Living life to the fullest starts with paying attention to your body and mind.
“The long-term effects of good and bad health habits are cumulative. Simply put, you can’t outgrow your past,” said Dr. William Roberts, a professor in the department of family medicine and community health at the University of Minnesota, via email. .
Getting enough physical activity and seeing your doctor regularly is a good place to start, said CNN medical analyst Dr. Leana Wen.
“There is a lot of evidence about things we can do proactively that can improve our life expectancy as well as quality,” said Wen, an emergency physician and visiting professor of health policy and management at the Milken Institute’s School of Public Health. George Washington University. .
Here are some habits worth implementing to give yourself the best chance for a longer, happier life.
1. Regular examinations
Young people tend to have fewer chronic diseases than older people, but prevention is key, Wen said. “If you test positive for prediabetes, for example, there are steps you can take to prevent progression to diabetes.”
Annual checkups also allow you and your doctor to get to know each other, she added. “The best time to see your doctor isn’t when you already have symptoms and need help — it’s regularly to build and establish that relationship so your doctor gets a baseline of your health.”
2. Continuous physical activity
Sufficient physical activity can lower the risk of developing chronic conditions such as diabetes, obesity, hypertension, heart disease and stroke, Wen said.

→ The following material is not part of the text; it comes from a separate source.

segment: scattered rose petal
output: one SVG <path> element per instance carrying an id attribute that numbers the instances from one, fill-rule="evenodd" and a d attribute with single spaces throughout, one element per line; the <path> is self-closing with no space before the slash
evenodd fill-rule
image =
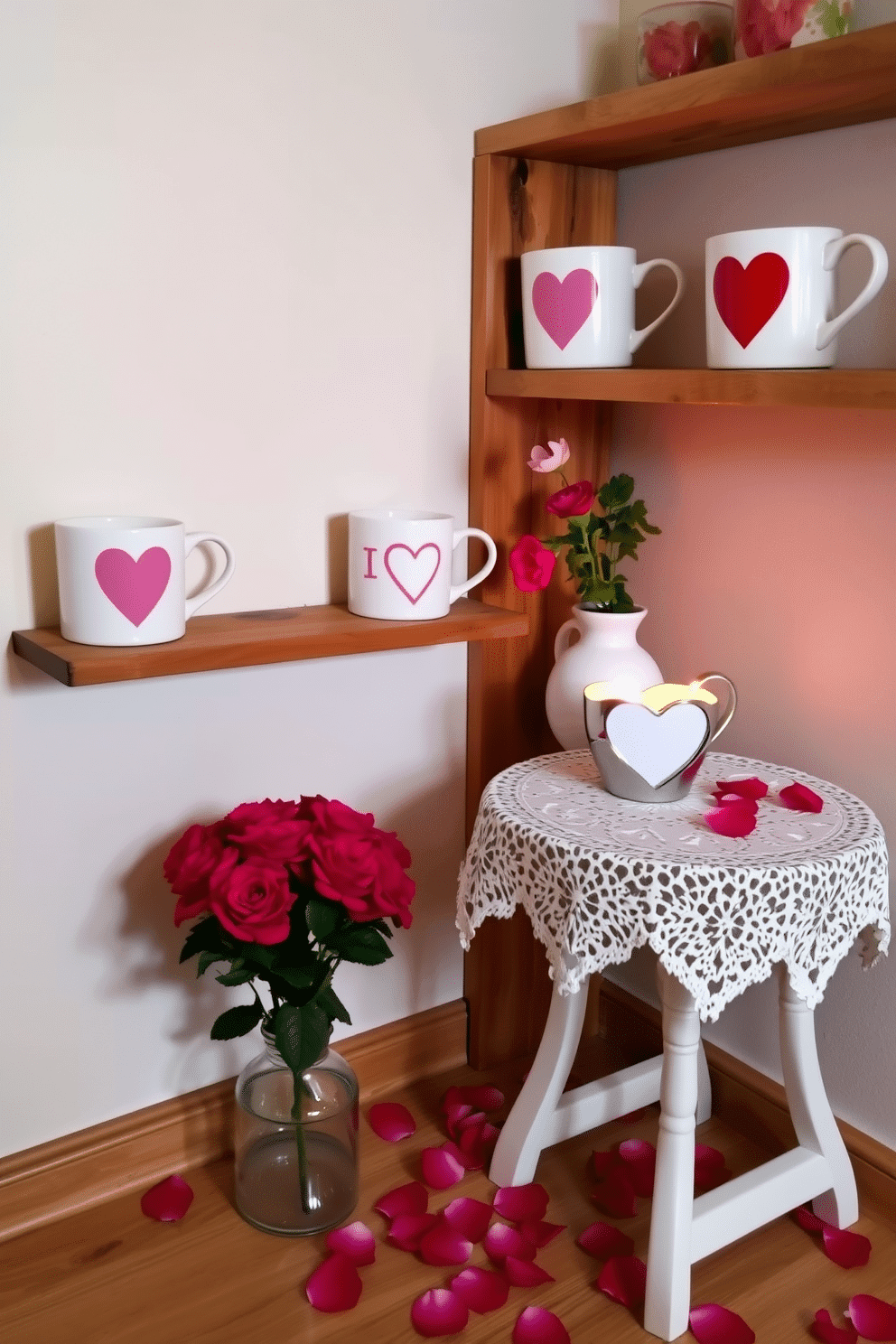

“There is an overwhelming body of research that supports regular aerobic exercise not only to live longer, but also to preserve cognitive function longer,” said Dr. Nieca Goldberg, medical director of Atria New York City and New York University Grossman Clinical Associate Professor of Medicine. School of Medicine.
3. A healthy BMI
4. Proper food
Eating more plant-based foods provides a great source of antioxidants, Goldberg said. “Oxidation is a sign of stress in our system and can lead to changes in plaque buildup in the arteries and such,” she said. “And this oxidation is also associated with aging.”
At mealtimes, at least half of your plate should consist of fruits and vegetables, Goldberg said. Also, what is important is “not only what’s in the food, but how you prepare it,” she added. “So baking and boiling is better than frying.”
5. Pay attention to mental well-being
Mental health is often “such an overlooked part of our overall health, but it actually contributes a huge amount to overall health and well-being,” Wen said.
Recent years have brought stress and anxiety, which can affect blood pressure, sleep, dietary choices, alcohol intake or efforts to quit smoking, Goldberg said.
6. Too much sleep
People who sleep less than seven hours a night tend to have higher levels of stress hormones, blood sugar and blood pressure, Goldberg said.
7. Drink less
“For a long time, people have associated alcohol with a healthier heart,” Goldberg said. But “Huge alcohol intake can actually be a direct toxin to the heart muscle and result in heart failure. And it also raises (blood sugar levels) and causes weight gain.”
8. Not smoking
“Smoking is a major risk factor that increases the likelihood of multiple cancers — not just lung cancer, but also things like breast cancer,” Wen said. It also “increases the risk of heart disease, stroke and other life-shortening conditions.”
If you’re a regular smoker, it’s not too late to quit to extend your life, Wen added.
9. Build strong relationships
If implementing all these habits seems like a lot, think of them as a gradual build, Wen said. “We may not be perfect at everything all the time,” she said, “but (there are) things we can do to improve in one or more dimensions, and we can commit to that kind of style improvement of life.”